My second question today deals with Bohr’s insistence that we continue to use classical terminology even for unobservable data. I understand the importance of adherence to non-abstract language as a way to describe abstract ideas. However, language is never static, which may present problems for the idea of classical terminology. For example, atomic theory is so named only because at one time we assumed that atoms were the smallest pieces of material in existence. We now know that this is not true, so we have adjusted the definition of atomic as well as the public perception of the science. Furthermore, from Bohr’s Atomic Theory I chose to look up the term “ion” and am still uncertain about the definition’s accuracy. According to Merriam-Webster, “ion” is defined as either “1: an atom or group of atoms that carries a positive or negative electric charge as a result of having lost or gained one or more electrons; or 2: a charged subatomic particle (such as a free electron).” The terms “lost” and “gained” included in this definition make it sound as if an atom has a natural state, and that the ion is not the natural state. I struggle with this because having an electric charge may be considered just as natural as any other state. It may be important to note that the ion is less stable than another state, but that is not what the definition explicitly says. So, even if we stick with classical terminology, definitions will change over time. In fact, just in scanning the Wikipedia page for “ion,” our understanding has rapidly progressed in just under one hundred years. Furthermore, scientists such as Faraday (who first discovered ions) may have used the term differently than contemporary scientists. This is, of course, something that Bohr was intensely aware of, but perhaps the layperson will not understand the subtleties of these changes. I do understand his explanations regarding classical terminology, yet still, I am left wondering how one might be conversant in the language of science without knowing the history of an innumerable amount terms.
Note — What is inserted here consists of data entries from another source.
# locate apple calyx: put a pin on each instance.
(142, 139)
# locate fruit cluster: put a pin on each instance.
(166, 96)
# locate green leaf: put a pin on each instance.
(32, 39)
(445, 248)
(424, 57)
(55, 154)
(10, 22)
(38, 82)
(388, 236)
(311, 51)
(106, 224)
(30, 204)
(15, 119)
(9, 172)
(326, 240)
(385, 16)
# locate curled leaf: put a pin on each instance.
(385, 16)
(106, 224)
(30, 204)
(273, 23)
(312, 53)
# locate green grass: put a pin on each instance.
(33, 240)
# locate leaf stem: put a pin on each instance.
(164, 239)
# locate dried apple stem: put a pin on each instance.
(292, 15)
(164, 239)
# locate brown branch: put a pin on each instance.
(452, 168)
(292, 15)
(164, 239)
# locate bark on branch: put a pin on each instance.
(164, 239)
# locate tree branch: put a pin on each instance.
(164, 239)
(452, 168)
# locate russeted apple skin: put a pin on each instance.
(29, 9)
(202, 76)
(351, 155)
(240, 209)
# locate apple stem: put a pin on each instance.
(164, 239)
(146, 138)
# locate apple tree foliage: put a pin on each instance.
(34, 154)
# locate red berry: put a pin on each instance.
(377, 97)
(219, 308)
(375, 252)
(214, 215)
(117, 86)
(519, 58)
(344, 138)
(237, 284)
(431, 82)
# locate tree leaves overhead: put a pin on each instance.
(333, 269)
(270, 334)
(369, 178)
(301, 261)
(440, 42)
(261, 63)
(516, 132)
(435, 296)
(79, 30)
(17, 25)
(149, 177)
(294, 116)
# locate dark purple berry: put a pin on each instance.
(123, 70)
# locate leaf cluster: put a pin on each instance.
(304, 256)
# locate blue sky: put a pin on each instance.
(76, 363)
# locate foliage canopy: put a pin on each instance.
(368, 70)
Clearly I am not a scientist, and I do not have the necessary skills to examine a lot of the terminology in Bohr’s Atomic Theory. However, I do spend a lot of time thinking about the effect of language on communication, society, and human life in general. I feel that it is of great importance (and benefit) to consider these larger questions as they relate to specific fields. I am grateful to Niels Bohr who used language as carefully and precisely as possible, so that even someone such as myself could attempt to understand the complexities of Atomic Theory.